Interestingly, some anti-copyright enthusiasts get a little peeved when they are the sampled instead of the sampler. In Sonic Outlaws, Arizona's own Doug Kahn, who made the hilarious sound collage "Reagan Speaks for Himself," seems a bit annoyed at Fine Young Cannibals for sampling his work without acknowledging or compensating him. Similarly, Lloyd Dunn seemed a little perturbed at The Orb's unacknowledged sampling of his Tape-beatles material—a sampling Baldwin is excited to hear about. "Unbelievable! I didn't know that! Wow!" he says, obviously relishing the irony yet at the same time understanding Dunn's and Kahn's reaction. "It's sort of an ego-loss into the mass...I get you. Yeah, I'm kind of into that. I'm sort of damaged enough [laughs]."

Would Baldwin be so understanding if he were the one being pillaged? He says yes. "I don't have any kind of career, you know. I'm just a bum. I ain't gonna get rich anyway. I wouldn't be terribly pissed-off if someone took—in fact, they do all the time—a piece of my work and put it in something else. That's okay. It's kind of the new landscape. But when you have these really powerful entities [read: U2] moving into the scene, then it's not the same as me using Negativland—and they gave all their stuff to me for free—but when you have these people who obviously do have a lot of money to spare, maybe they could kick something back. Not so much because of copyright, no—it's just because we recognize the work you did, and we'll just share the wealth a little bit."

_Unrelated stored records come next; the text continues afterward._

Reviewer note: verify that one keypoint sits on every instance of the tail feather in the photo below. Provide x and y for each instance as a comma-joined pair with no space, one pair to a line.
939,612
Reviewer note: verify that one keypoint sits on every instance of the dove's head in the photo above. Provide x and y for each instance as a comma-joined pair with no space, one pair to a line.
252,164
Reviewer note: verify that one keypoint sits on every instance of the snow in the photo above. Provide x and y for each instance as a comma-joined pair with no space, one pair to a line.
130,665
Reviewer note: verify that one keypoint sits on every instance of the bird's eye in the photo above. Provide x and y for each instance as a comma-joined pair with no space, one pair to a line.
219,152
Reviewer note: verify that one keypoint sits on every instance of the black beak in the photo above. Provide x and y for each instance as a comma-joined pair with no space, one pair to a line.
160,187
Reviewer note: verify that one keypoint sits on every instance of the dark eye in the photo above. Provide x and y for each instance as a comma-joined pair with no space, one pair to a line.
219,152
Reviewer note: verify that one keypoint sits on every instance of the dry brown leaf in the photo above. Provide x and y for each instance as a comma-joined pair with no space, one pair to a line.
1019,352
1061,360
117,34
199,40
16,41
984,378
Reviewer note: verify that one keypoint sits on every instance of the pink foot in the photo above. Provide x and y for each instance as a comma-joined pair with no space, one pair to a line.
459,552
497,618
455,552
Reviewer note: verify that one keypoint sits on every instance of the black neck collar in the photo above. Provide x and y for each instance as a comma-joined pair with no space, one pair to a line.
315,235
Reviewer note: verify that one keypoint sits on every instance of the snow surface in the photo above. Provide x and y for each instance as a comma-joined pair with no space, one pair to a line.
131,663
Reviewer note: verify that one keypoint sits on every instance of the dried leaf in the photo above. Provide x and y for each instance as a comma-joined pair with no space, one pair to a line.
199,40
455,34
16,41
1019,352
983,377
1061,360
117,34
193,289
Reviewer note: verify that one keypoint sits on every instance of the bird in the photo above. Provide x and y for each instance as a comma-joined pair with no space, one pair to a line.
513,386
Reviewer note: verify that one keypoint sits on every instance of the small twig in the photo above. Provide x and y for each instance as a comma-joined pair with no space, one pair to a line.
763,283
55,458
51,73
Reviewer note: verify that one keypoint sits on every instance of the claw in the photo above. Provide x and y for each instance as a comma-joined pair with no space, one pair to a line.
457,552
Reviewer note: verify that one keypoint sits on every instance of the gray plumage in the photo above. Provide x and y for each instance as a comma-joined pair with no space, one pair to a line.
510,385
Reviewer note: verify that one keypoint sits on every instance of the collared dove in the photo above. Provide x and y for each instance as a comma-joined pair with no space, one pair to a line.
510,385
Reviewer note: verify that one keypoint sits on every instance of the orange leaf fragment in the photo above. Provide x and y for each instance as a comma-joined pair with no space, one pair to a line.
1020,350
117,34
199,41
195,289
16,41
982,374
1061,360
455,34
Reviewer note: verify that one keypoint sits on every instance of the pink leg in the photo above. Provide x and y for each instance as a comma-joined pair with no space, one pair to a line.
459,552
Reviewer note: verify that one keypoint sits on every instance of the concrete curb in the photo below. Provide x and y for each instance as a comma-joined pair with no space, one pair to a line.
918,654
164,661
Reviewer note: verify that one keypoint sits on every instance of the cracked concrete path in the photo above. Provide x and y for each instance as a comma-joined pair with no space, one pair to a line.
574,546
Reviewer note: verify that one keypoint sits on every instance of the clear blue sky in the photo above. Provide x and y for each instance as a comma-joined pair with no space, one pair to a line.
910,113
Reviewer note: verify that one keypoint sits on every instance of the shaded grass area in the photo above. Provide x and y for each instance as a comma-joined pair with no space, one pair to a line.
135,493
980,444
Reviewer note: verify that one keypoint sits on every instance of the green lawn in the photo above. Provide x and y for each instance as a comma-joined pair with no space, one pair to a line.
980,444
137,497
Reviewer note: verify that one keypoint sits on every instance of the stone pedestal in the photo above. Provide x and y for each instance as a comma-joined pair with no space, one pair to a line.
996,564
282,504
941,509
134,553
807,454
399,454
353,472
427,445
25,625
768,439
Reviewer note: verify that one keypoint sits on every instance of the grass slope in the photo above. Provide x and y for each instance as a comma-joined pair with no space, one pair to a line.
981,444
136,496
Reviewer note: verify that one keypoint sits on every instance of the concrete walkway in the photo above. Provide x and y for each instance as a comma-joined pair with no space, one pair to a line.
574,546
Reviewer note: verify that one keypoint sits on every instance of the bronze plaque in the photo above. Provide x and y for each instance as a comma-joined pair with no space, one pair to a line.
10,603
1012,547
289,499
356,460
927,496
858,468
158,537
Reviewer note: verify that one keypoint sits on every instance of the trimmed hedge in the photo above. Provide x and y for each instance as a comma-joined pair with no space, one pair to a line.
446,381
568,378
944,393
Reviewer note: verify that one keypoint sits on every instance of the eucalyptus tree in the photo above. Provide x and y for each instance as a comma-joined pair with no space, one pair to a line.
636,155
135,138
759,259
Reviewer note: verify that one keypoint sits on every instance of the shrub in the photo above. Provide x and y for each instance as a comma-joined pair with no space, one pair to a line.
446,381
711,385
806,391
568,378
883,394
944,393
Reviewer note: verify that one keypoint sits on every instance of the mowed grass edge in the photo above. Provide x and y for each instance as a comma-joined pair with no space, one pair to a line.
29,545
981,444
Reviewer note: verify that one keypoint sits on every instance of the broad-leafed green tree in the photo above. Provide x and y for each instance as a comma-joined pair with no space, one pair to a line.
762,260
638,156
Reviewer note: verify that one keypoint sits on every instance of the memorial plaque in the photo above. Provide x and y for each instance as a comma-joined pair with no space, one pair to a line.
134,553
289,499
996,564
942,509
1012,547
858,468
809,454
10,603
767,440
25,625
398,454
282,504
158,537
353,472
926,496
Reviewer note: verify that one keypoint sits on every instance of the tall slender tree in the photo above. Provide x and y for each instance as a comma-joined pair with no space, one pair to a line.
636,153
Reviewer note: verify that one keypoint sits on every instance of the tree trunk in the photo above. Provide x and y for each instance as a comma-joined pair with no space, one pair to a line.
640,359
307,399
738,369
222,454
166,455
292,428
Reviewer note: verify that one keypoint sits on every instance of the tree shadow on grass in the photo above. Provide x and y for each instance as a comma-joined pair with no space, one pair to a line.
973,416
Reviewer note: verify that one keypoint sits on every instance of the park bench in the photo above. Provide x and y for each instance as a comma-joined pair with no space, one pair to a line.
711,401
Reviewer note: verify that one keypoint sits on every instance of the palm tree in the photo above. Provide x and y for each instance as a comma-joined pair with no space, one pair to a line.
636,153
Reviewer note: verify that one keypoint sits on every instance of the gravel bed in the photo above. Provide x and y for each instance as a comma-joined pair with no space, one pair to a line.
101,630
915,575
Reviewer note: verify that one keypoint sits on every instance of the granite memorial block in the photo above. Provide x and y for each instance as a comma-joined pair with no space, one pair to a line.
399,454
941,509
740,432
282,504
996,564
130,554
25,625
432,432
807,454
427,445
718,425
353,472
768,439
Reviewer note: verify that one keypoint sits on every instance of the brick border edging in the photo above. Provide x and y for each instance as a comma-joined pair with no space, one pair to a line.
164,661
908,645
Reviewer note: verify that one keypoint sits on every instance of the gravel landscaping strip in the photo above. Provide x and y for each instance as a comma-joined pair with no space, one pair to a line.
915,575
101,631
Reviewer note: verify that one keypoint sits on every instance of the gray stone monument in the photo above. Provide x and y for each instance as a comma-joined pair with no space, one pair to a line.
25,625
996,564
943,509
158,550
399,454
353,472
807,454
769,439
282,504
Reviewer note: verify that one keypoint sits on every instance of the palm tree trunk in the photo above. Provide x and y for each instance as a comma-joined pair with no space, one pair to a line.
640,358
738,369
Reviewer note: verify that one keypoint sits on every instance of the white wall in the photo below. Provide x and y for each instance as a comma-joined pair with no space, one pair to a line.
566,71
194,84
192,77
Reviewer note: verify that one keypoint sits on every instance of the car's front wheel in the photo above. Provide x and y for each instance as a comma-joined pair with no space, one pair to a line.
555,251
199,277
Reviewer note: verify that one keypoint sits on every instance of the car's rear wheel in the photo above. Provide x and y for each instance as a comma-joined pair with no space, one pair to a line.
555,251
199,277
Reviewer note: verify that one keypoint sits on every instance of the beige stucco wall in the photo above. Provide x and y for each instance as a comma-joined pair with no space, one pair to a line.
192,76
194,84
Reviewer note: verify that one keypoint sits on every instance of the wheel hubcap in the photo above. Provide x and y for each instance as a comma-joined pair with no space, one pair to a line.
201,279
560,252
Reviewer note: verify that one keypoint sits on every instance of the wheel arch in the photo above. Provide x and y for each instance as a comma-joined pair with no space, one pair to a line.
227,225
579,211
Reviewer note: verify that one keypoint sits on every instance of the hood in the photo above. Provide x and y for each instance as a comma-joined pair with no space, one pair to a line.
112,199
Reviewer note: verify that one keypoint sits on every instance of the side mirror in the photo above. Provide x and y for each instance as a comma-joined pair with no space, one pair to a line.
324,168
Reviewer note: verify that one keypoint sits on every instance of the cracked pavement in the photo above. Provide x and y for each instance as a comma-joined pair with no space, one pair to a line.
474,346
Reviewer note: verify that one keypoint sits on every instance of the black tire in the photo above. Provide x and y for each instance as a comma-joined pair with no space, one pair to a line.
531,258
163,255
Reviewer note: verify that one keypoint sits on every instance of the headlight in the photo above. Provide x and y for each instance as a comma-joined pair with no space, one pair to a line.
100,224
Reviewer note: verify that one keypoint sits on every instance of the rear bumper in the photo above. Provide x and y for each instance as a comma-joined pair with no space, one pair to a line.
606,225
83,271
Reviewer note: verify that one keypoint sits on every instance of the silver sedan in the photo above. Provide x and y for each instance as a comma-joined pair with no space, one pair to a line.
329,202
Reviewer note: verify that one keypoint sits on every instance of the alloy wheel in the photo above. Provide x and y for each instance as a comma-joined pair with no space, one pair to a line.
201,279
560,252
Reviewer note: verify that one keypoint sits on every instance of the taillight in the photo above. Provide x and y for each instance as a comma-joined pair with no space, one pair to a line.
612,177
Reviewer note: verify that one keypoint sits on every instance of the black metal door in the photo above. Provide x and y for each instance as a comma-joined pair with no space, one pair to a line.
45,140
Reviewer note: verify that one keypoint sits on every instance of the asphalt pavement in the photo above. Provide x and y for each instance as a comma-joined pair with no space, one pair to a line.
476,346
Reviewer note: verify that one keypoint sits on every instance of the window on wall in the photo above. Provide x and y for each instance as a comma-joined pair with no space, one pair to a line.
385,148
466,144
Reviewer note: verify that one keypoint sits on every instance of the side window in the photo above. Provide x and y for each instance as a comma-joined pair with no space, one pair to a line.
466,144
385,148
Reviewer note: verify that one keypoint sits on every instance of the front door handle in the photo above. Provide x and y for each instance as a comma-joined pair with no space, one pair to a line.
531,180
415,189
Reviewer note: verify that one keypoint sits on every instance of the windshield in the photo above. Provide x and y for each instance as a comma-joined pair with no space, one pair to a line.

Not that Baldwin harbors a grudge against U2. "My film doesn't want to come off as a slam against U2, though a lot of people take it that way," he says. U2 is "caught up in this whole thing because they're successful. Just like the Beatles." The irony, though, is astonishing: a band that wants to be seen as cutting edge, a band that hires subversive media pirates The Emergency Broadcast Network (also featured in Sonic Outlaws) to work on their "ZOO-TV" tour, a band that itself indulges in illegal pirating of copyrighted broadcasts during its live shows, sues another band for doing the very same thing. "Yeah...you couldn't have written a better script!" Baldwin says, laughing. "It's a realistic, truth-is-stranger-than-fiction kind of thing."

Baldwin would have the law judge by intent—which of course it is notoriously ill-equipped to do. After all, someone could take Lawrence of Arabia, change a few frames and say, "Hey! I transformed it!" And suppose someone were to take Sonic Outlaws and add narration over the top, transforming the film into an attack on the film's original position? Baldwin laughs, recognizing the problem. "That's a really good question. Which is why it's impossible to answer! I don't have an answer for you. The whole thing about should...the fallacy in this thing should. Artists will probably do it, and the documentary I made shows them doing it. It's not so much, 'This is good and this is bad.' It's that they do do it, and we should know about it. I saw my role as to show people that they're doing it."